In view of these principles and analogous cases, we hold that the evidence supports the finding that appellant voluntarily consented to the seizure of narcotics at 108 West 131st Street. Except for a few minor inconsistencies in testimony, we have no basis for doubting the credibility of the narcotics agents, inasmuch as appellant put in no evidence whatsoever at either the hearing or the trial. Cf. United States v. DeVivo, 190 F. Supp. 483, 484 (E.D.N.Y. 1961). The testimony of the officers clearly supports consent by the appellant. The narcotics agents could not have questioned her for more than an hour before she agreed to take them to the spot where the narcotics were kept. There was no evidence that the officers used any coercion in their interrogation, an interrogation conducted in an automobile parked on a city street in the daytime. While the car was so parked at 142nd Street, appellant admitted to having custody of more heroin than that found in her purse when she was arrested. She then agreed to take two agents to this additional heroin. At 108 West 131st Street it was she who produced the suitcase containing the heroin and the key with which to open that suitcase. The officers made no search or seizure while in the apartment beyond the seizure which appellant agreed could be made before she led the officers there.
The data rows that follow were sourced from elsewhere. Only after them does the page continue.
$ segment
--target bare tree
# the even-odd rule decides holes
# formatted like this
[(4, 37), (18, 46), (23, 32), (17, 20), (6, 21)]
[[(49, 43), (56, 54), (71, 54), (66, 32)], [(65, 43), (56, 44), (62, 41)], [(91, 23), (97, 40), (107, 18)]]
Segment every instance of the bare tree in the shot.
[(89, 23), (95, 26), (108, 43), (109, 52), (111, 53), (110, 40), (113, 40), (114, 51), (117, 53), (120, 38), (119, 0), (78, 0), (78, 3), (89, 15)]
In this case, therefore, the proven facts demonstrate that the appellant suffered no deprivation of her constitutional right to be secure from unreasonable searches and seizure inasmuch as she gave her consent to the seizure of the heroin in the apartment. As we have shown, she voluntarily admitted to the narcotics agents that she had more narcotics than were on her person at the time of her legal arrest. She was under no compulsion when she led the officers to the place of hiding, and she actively assisted them from that time forward.
The judgment of conviction is affirmed.